How slow is constant memory host-device transfer? The transfer is 25 times slower than my heavy kern


I’m having an issue with transferring data to constant memory from the host side. The actual transfer works, its just dead slow. Here are my rough numbers:

Transfer 128 bytes to constant = 25ms
transfer 60Kb of data to host into regular global memory = 1ms.

The weird thing is that the time only shows up when I use regular CPU-timers in the code on the host side, but no in the Visual profiler. The problem hence seems to be a lag on the host-side. Has anyone seen similar behavior? The code compiles, runs and computes the correct answer, and the on-chip access seems as fast as it should be. Its just that initiating the transfer takes a relatively long time.

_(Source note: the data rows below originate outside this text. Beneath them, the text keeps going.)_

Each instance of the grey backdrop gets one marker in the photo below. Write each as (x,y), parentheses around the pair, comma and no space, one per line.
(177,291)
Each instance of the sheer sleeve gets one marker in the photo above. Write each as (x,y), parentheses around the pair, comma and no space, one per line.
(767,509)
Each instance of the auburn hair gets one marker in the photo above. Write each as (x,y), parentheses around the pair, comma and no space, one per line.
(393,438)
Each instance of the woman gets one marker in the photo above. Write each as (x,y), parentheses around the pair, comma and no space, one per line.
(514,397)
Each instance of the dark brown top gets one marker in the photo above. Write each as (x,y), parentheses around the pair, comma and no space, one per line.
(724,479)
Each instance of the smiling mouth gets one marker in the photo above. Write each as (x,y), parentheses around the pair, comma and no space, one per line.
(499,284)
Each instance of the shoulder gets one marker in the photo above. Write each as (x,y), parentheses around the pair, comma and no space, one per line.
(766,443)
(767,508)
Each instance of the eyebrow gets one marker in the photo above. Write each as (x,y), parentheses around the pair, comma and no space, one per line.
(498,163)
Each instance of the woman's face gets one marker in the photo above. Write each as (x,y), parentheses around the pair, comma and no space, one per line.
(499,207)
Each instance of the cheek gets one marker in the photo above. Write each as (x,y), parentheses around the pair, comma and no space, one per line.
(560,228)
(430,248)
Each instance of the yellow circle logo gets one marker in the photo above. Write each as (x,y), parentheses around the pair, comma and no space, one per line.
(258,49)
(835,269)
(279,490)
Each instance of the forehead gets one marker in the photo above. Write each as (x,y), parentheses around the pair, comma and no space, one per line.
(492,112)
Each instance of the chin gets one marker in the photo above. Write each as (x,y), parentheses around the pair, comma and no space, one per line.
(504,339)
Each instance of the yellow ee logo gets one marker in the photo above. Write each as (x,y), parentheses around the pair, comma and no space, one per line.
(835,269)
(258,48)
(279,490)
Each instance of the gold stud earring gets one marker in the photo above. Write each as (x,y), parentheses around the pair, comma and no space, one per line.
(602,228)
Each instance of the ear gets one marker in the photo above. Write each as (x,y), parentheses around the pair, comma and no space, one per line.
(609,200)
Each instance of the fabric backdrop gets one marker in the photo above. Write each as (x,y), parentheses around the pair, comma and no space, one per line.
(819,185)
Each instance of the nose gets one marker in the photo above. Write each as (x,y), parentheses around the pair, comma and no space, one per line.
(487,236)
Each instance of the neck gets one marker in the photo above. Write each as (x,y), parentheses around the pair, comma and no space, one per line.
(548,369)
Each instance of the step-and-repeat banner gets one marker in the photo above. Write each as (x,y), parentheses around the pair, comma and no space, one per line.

Any comments or insight would be greatly appreciated.

/ Ian


Try to call any CUDA function before the timer start. For example you can get the number of CUDA devices… Thus, you are initializing the device. Maybe your first transfer is doing that and for this reason you get a long time.

Please, tell us your results.


Thanks for your advice. Sadly it did not work; there already was some CUDA initialization code. But your suggestion inspired something that did work!

The code now has an write-to-constant initialization function. It consist of writing one float (the value of 42 infact :rolleyes: ) into constant memory. This still takes roughly 25 ms, but when the second constant write is done, it goes as fast as it should! As the code is a simple benchmark, the earlier initialization is no problem for me, though in a “real world” application it would still be an issue.

So my problem is fixed! The question why this warm up of constant memory exists is still a mystery though.

Any new thoughts?

Does anyone have an idea of why this “warmup” is required? I used to think that this would be taken care of in the cudaSetDevice call.